Kementerian ESDM meyakini skema distribusi tenaga listrik yang diajukan dalam Rancangan Undang-Undang Energi Baru dan Terbarukan (RUU EBET) dapat berdampak positif bagi keberlangsungan bisnis PLN melalui penyewaan jaringan untuk mendistribusikan tenaga listrik dari pembangkit EBT kepada perusahaan yang Membutuhkannya. .
Kebutuhan pasokan listrik bersih semakin meningkat seiring dengan tren pasar yang semakin hanya menampung komoditas yang diproduksi menggunakan listrik EBT, gelombang khusus untuk pasar komoditas Eropa.
Sekretaris Jenderal Kementerian ESDM, Rida Mulyana mengatakan, adanya power wheeling bisa menjadi peluang baru bagi PLN untuk mendapatkan keuntungan dari bisnis EBT melalui sewa jaringan listrik.
Power wheeling adalah mekanisme yang dapat memfasilitasi transfer listrik dari sumber energi terbarukan atau pembangkit swasta ke fasilitas operasi PLN secara langsung. Mekanisme ini menggunakan jaringan transmisi yang dimiliki dan dioperasikan oleh PLN.

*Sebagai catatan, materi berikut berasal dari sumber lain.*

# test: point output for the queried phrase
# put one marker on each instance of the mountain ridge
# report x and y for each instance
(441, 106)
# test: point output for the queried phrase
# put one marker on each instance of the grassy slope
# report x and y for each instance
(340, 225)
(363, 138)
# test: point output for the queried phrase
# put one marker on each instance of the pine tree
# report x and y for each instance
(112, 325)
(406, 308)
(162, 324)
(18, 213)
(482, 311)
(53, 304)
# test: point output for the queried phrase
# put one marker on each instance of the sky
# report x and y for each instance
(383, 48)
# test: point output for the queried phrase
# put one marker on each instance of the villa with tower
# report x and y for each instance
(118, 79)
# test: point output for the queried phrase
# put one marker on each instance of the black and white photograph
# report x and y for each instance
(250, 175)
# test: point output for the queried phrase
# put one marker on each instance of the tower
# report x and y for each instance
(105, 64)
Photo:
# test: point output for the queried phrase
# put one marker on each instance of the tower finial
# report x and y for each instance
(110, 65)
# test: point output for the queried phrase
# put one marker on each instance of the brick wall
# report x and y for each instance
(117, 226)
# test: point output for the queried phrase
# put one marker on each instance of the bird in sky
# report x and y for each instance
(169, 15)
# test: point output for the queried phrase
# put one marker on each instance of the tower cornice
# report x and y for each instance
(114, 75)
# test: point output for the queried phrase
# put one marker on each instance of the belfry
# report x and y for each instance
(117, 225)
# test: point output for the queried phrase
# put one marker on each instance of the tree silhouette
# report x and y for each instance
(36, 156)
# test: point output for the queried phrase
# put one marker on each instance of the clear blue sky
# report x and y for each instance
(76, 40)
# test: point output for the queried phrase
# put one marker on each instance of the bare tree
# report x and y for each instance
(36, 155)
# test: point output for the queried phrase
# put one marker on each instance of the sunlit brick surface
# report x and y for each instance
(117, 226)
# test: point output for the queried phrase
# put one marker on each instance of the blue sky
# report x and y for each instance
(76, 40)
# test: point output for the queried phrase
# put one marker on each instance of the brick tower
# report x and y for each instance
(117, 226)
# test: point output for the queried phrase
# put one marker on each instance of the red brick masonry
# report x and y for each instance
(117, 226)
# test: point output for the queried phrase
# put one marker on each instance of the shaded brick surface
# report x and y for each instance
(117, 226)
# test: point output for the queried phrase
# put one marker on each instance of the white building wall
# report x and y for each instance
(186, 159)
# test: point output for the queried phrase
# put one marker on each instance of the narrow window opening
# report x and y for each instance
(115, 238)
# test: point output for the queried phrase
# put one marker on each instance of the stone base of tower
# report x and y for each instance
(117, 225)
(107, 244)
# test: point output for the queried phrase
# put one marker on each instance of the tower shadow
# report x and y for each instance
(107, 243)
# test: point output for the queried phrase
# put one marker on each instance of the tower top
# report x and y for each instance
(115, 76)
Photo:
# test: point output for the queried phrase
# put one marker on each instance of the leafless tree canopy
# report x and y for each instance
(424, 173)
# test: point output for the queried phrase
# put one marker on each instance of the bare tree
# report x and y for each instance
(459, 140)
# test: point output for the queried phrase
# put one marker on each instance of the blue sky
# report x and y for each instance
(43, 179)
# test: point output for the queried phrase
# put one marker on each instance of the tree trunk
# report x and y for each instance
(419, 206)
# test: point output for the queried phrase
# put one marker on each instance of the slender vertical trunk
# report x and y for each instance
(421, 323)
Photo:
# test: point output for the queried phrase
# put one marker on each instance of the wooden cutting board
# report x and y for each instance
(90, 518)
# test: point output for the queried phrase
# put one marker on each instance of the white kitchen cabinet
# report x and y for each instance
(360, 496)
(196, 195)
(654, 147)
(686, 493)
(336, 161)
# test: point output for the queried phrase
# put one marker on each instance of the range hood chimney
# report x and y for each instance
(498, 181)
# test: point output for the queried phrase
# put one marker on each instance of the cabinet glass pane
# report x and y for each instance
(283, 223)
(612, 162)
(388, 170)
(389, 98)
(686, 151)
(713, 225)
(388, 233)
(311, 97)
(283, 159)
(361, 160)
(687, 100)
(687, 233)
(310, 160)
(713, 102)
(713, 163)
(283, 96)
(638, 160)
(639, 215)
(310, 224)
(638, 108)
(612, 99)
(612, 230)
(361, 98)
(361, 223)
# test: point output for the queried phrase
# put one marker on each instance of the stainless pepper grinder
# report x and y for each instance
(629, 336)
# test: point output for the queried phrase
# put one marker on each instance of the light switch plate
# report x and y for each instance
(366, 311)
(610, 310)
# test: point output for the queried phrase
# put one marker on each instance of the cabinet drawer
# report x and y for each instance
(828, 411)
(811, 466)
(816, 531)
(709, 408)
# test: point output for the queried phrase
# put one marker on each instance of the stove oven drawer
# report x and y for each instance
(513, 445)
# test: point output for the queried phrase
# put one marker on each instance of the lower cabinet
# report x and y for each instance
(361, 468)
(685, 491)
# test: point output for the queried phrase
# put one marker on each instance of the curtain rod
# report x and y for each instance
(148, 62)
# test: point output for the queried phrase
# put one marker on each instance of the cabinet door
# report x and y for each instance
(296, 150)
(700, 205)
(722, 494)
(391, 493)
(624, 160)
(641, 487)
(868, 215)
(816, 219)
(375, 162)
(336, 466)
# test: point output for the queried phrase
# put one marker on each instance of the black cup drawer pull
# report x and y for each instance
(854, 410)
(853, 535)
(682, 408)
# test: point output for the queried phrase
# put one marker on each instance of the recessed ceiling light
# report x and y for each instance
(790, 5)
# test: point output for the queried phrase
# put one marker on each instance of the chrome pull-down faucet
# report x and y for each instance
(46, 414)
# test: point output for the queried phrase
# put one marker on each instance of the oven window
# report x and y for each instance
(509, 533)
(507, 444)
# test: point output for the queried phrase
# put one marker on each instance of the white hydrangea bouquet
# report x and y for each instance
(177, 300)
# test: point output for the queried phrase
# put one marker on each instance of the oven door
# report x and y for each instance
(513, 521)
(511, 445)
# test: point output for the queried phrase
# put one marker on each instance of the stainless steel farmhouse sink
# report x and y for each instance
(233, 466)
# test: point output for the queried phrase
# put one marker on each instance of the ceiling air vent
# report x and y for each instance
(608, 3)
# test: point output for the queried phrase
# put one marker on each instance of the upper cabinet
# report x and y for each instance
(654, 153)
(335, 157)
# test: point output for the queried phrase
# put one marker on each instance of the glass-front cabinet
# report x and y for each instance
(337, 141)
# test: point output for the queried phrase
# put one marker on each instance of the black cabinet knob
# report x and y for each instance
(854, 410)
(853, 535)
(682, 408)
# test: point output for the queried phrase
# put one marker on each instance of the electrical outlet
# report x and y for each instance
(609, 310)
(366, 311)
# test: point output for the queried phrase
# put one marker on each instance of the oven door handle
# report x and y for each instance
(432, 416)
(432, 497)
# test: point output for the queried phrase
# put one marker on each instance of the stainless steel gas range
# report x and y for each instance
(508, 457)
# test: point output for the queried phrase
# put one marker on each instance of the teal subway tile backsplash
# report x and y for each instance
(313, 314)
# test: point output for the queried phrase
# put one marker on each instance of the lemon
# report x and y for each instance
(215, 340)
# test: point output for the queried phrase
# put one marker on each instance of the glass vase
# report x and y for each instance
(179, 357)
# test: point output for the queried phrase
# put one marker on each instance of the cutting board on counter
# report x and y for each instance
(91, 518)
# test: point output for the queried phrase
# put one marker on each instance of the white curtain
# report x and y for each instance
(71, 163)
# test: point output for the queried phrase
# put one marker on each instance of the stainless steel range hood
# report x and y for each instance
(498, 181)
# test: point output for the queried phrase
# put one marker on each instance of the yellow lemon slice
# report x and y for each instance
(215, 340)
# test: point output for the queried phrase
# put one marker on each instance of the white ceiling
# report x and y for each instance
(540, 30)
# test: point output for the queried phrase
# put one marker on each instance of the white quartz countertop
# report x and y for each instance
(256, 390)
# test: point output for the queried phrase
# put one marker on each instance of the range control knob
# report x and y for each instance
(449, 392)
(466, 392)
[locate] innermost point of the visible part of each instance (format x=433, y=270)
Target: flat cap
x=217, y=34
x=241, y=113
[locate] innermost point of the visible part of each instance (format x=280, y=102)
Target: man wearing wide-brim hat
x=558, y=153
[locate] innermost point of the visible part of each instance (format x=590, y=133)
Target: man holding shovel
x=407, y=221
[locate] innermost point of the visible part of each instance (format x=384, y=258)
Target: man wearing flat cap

“Ini sebenarnya urusan PLN karena mereka menguasai jaringan. Tapi itu menurut kami karena di luar juga ada perspektif lain,” ujar Rida saat ditemui di Kantor Kementerian ESDM, Jumat (4/11).
Lebih lanjut, kata Rida, adanya power wheeling juga berpotensi memberikan dampak berupa peningkatan beban PLN dari biaya pemeliharaan. “Biaya perawatan jelas ada kenaikan, tapi ada fee. Cuma perlu dihitung,” kata Rida.
RUU EBET sebenarnya ditargetkan terbit sebelum KTT G20 di Bali pada November mendatang. Namun, hingga saat ini Kementerian ESDM belum menyerahkan Daftar Inventarisasi (DIM) bermasalah ke DPR.
Hal itu karena masih ada persoalan problematika, yakni terkait skema distribusi listrik. Plt Dirjen Ketenagalistrikan Dadan Kusdiana mengatakan, langkah Kementerian Energi dan Sumber Daya Mineral untuk memasukkan skema distribusi listrik mendapat catatan khusus dari Kementerian Keuangan (Kemenkeu).
“Pemerintah memiliki usulan untuk memasukkan isu power wheeling dalam RUU EBT, saat ini belum mendapat persetujuan pemerintah dari Kementerian Keuangan yang masih melihat kemungkinan ada kerugiannya,” kata Dadan saat ditemui dalam acara tersebut. . Kantor Kementerian Energi dan Sumber Daya Mineral pada Jumat (21/10).
Lebih lanjut, kata Dadan, Kementerian Keuangan menilai penerapan power wheeling tidak sejalan dengan situasi PLN yang saat ini mengalami kelebihan pasokan listrik.
Di sisi lain, Kementerian ESDM menilai, keadaan kelebihan pasokan listrik tidak ada hubungannya dengan penerapan power wheeling. Pasalnya, kelebihan listrik saat ini berasal dari pembangkit-pembangkit yang sudah ada yang didominasi pembangkit berbahan bakar batu bara, sedangkan listrik roda-roda hanya berasal dari sumber energi terbarukan.
“Menurut Kementerian Keuangan kita masih ada kelebihan pasokan listrik, itu dianggap tidak sesuai dengan keadaan saat ini. Walaupun Kementerian ESDM memandang berbeda, bagi kita tidak ada hubungannya dengan kelebihan pasokan dan distribusi listrik. “kata dadan.
Saat ini PLN mengalami surplus listrik yang besar karena penambahan pasokan tidak dibarengi dengan peningkatan konsumsi. Di Jawa tahun depan ada 6.800 megawatt (MW) atau 6,8 gigawatt (GW), sedangkan tambahan kebutuhan hanya 800 MW.
Situasi yang sama juga terjadi di Pulau Sumatera yang akan mengalami peningkatan kapasitas sebesar 5 GW dalam tiga tahun mendatang hingga tahun 2025. Sedangkan penambahan kebutuhan listrik hanya sebesar 1,5 GW. Kejadian serupa juga terjadi di Kalimantan dan Sulawesi bagian selatan.